Item12477: Spurious entries being added to .changes
Priority: Urgent
Current State: Closed
Released In: 2.0.0
Target Release: major
mailnotify occasionally jumps way back in history, aggregating years of revisions into a notification.
For ex:
This is an automated e-mail from Foswiki.

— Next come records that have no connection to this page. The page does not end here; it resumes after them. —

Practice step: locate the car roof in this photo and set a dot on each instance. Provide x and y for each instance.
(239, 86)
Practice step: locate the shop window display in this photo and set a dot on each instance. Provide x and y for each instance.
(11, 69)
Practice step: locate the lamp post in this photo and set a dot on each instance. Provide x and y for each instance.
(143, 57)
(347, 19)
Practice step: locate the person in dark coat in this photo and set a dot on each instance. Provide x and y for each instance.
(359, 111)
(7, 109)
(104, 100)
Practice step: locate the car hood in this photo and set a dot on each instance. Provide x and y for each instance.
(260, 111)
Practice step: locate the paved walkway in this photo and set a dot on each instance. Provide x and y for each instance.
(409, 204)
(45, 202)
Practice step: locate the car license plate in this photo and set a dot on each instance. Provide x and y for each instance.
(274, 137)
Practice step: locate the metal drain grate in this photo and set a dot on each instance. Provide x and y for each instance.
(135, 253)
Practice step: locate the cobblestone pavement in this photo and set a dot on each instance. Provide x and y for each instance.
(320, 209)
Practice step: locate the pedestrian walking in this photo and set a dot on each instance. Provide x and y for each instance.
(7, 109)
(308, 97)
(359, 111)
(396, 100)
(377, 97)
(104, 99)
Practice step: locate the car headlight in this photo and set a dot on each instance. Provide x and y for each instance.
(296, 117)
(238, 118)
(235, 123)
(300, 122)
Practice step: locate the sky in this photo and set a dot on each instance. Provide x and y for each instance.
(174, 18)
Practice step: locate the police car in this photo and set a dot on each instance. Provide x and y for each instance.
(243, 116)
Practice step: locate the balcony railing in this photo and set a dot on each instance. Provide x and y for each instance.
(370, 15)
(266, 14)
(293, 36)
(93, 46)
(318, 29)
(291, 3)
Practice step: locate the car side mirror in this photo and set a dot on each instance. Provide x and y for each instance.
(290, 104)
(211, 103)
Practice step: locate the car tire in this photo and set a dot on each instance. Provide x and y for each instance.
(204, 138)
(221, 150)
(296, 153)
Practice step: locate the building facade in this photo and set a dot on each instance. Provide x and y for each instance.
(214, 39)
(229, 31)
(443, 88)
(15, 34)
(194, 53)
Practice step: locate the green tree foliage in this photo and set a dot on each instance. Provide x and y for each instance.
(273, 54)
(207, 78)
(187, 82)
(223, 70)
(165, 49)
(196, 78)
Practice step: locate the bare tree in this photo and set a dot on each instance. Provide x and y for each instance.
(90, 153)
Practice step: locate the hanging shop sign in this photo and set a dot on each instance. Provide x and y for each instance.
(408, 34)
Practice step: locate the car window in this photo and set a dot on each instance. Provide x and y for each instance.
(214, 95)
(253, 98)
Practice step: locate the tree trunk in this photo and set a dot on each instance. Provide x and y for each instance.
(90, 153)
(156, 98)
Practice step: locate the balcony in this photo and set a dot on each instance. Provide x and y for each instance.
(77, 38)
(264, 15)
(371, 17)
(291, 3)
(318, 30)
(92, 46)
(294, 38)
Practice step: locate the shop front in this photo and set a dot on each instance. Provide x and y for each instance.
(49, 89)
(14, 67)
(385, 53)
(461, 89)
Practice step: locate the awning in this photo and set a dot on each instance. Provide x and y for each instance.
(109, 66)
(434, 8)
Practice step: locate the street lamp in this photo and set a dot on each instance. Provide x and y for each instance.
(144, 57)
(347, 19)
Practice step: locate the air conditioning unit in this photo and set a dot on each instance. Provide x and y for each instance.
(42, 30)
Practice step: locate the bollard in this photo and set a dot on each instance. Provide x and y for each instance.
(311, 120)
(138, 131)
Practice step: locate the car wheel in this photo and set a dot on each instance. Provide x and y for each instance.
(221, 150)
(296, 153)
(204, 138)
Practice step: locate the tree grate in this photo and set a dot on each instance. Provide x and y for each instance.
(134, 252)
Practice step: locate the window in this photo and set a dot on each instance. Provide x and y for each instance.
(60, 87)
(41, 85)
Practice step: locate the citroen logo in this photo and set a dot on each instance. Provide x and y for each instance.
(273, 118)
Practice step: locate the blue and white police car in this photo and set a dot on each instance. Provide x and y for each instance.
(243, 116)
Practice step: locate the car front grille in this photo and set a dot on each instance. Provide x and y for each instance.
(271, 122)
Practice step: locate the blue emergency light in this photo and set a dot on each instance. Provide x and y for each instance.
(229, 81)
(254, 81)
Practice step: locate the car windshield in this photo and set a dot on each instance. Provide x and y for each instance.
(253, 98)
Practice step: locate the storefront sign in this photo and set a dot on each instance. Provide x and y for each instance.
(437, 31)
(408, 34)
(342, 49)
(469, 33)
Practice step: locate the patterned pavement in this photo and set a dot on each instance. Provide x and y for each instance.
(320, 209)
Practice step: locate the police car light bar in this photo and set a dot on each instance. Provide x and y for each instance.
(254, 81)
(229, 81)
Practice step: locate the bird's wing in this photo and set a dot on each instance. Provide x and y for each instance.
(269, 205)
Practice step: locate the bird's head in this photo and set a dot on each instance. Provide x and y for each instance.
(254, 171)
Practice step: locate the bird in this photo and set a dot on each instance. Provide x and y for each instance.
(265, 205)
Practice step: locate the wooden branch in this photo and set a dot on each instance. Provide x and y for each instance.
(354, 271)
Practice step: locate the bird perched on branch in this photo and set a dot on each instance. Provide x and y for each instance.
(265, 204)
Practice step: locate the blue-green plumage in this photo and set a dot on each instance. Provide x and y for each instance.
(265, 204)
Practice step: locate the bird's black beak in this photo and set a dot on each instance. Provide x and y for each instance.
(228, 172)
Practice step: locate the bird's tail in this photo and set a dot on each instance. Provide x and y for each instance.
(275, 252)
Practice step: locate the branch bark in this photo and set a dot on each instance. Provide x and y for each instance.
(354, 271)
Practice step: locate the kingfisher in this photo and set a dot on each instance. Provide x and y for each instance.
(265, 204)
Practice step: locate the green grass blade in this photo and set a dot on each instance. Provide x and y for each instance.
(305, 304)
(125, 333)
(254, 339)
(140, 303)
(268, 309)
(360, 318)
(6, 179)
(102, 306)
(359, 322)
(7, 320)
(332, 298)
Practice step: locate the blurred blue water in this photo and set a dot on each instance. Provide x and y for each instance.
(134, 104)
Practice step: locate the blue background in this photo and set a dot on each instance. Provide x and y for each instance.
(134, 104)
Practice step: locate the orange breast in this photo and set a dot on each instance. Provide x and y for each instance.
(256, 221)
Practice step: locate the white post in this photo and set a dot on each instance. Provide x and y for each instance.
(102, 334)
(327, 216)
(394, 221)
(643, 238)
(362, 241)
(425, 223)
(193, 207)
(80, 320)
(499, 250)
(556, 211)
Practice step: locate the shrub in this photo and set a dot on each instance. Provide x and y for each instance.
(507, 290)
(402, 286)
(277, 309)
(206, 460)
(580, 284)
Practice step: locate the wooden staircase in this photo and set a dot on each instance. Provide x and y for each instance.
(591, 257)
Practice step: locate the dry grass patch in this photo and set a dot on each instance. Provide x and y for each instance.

New or changed topics in Foswiki.Extensions, since 21 Mar 2013 - 16:52:
Topics in Extensions web:
|
Changed: (now 16:15)
|
Changed by:
|
NatSkin
|
28 Mar 2013 - 15:48 - r3->r43
|
MichaelDaum
|
The Natural Skin
Description NatSkin improves your Foswiki experience by bringing together some of the most useful
|
|
However in the topic history,
43 28 Mar 2013 - 16:12 MichaelDaum
...
38 08 Jan 2011 - 00:57 PaulHarvey
...
3 04 Nov 2008 - 16:46 MichaelDaum
See also
Support.Question1281
--
GeorgeClark - 22 Apr 2013
Crawford, do you have any idea on why this might happen?
--
GeorgeClark - 20 Dec 2013
I did a low level trace and evetually determined that something is adding records to .changes that have spurious revision numbers. This is throwing off
MailerContrib. The problem is not with the contrib, but the core, so I changed the assignation of this task and the headline from "MailerContrib occasionally jumps way back in history for notifications". Here's an example, taken from the Community web:
AssociationArticles MichaelDaum 1395836777 1
AssociationArticles MichaelDaum 1395836777 49
AssociationArticles MichaelDaum 1395836973 1
AssociationArticles MichaelDaum 1395836974 49 minor, reprev
AssociationArticles MichaelDaum 1395837011 49 minor, reprev
AssociationArticles MichaelDaum 1395837035 49 minor, reprev
AssociationArticles OliverKrueger 1395837098 50
AssociationArticles OliverKrueger 1395837186 50 minor, reprev
AssociationArticles OliverKrueger 1395837558 50 minor, reprev
AssociationArticles OliverKrueger 1395837579 50 minor, reprev
AssociationArticles OliverKrueger 1395837596 50 minor, reprev
AssociationArticles MichaelDaum 1395837620 1
AssociationArticles MichaelDaum 1395837620 51
AssociationArticles OliverKrueger 1395837735 1
AssociationArticles OliverKrueger 1395837736 52
AssociationArticles OliverKrueger 1395837756 0
AssociationArticles OliverKrueger 1395837757 52 minor, reprev
Item8460 added recoredChange calls to many operations on the store. However these operations are recorded either with a rev of 0 (which
MailerContrib can always skip) but also with the rev of an attachment. It's impossible to tell from the change record which applies.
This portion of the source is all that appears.